Training Data Management Features

Training Data Management (formerly Keyer Data Management) includes tools for controlling and managing Identification model performance.

The performance of your models depends on the quality of the pages, the diversity of the documents, and consistent annotations.

For more information on model-training results, see Evaluating Model Training Results.

Training Data Management allows users to improve and supervise models by working directly with the training data (“ground truth”) obtained from each document in the training set. Users can group their documents, see incompatible ones, annotate representative parts of them, and detect potential inconsistencies. 

Available features

  • TDM for Classification - in v39 and above, users can operate with the ground truth of Classification models from Training data management. Learn more in Training Data Management for Classification.

  • Document Eligibility Filtering — indicates whether a document is eligible for training, based on internal checks in the application and our machine learning logic. It provides additional information about documents that were excluded from the training set. 

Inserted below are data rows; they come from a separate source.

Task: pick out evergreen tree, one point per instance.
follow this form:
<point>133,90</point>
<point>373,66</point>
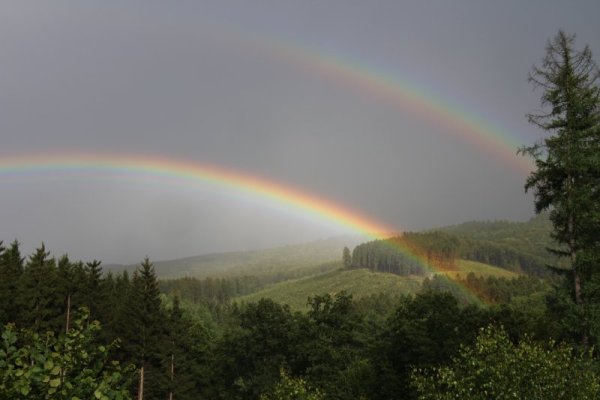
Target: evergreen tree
<point>11,269</point>
<point>566,180</point>
<point>347,258</point>
<point>146,336</point>
<point>42,306</point>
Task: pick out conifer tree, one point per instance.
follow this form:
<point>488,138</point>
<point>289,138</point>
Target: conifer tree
<point>11,268</point>
<point>146,339</point>
<point>42,308</point>
<point>566,180</point>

  • Training Data Curator — labels each training document as having high or low importance. The importance is calculated by determining which data would best contribute to the model’s performance. 

  • Labeling Anomaly Detection for Fields and Tables — identifies potential discrepancies in the training datasets before running model training. Once the annotations are ready, the user can analyze the data to find inconsistencies and ensure a top-performance locator model. 

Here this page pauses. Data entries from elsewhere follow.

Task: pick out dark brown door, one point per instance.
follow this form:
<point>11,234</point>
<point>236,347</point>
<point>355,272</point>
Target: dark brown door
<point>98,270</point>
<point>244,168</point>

Using Training Data Management features 

The recommended steps for using the Training Data Management features together are given below.

  1. Go to Library > Models, and then click on the name of the model you want to manage training data for.

  2. Upload your documents by following the instructions in Importing and Exporting Training Data.

    Loading the documents may take several minutes, depending on the number of uploaded pages.

  3. Analyze the training documents by clicking Analyze Data.

    The analysis groups similar documents and suggests improvements for your training data.

    For more information, see Training Data Analysis and Guided Data Labeling.

     

After the data analysis is ready, more information regarding your training set appears on the Field Identification or Table Identification model card:

  • Required to train - number of additional documents needed to run a model training

  • Eligible for training - number of documents used in your training set.

This number will change as documents are annotated and after analyzing the data.

You can see the ineligibility details by clicking See Ineligibility details >>. When you do, a sidebar with information about the documents will be displayed. Learn more about document eligibility of documents in Document Eligibility Filtering.

All documents with the Training Status Ready To Annotate or Never will appear as ineligible for training until you change their Training Status and reanalyze the data.

The Training Data Health card shows your training set’s health, including:

  • a bar indicating how many documents you need to meet the minimum required for training, 

  • the number of required, ineligible/eligible, and recommended documents, and

  • the document grouping and recommended number of training documents. 

For each document, the Training Data table displays the following:

  • A yellow indicator if the document is ineligible for training.

  • The ID of the document’s group.

  • The importance of the document. The importance can be high or low, depending on the variety of documents in your training set. To learn more about the importance, see Training Data Curator.

  1. Annotate your documents and re-analyze your data to refresh the results. 

Reanalyze your data each time you need to update the information about your training set’s health, as the system doesn’t re-run the analysis automatically.

  1. Run the model training after you improve the health of your training data by using Document Eligibility Filtering, Training Data Curation, and Labeling Anomaly Detection.

For details on how to train a high-performance model and evaluate your results. see Requirements for Training a New Model and Evaluating Model Training Results.